The laws are outdated, and not keeping up with technology. It's ridiculous. Not everyone is honest about their sexual relations, with their PARTNERS, therefore, it's EXTREMELY LIKELY that a bi sexual male slept with a straight female and didn't inform her. Therefore ALL blood is run through THE SAME RIGOROUS testing, regardless of the answers you provide, and regardless of how many times you've provided it.


nonmember avatar Krista

The ban is not on gay men, but men that have sex with other men, I know it's subtle, but it's not a ban based on sexual orientation, but on sexual practices. Although I agree it's somewhat outdated, it does have some statistical merit, vanishingly small as it is. All blood is screened for hepatitis and HIV amongst other diseases, regardless of how the questions on the application are answered: the catch is, the HIV screening test is only 99% effective. This is why people with higher risk practices are excluded.

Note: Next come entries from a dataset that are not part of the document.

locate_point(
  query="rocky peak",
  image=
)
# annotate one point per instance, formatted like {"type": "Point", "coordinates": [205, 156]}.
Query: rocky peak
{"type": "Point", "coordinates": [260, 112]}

Why are men who have sex with men at higher risk of contracting HIV you ask? Because the rate of HIV transmission with anal intercourse is as high as 1/10 (same goes with heterosexual couples that have anal sex, so really, they should also be excluded from donating based on this criteria). With heterosexual vaginal intercourse it's a much lower male to female transmission rate (1/200 perhaps, although I'm not 100% certain), and female to male transmission of HIV is even lower (1/600? or lower).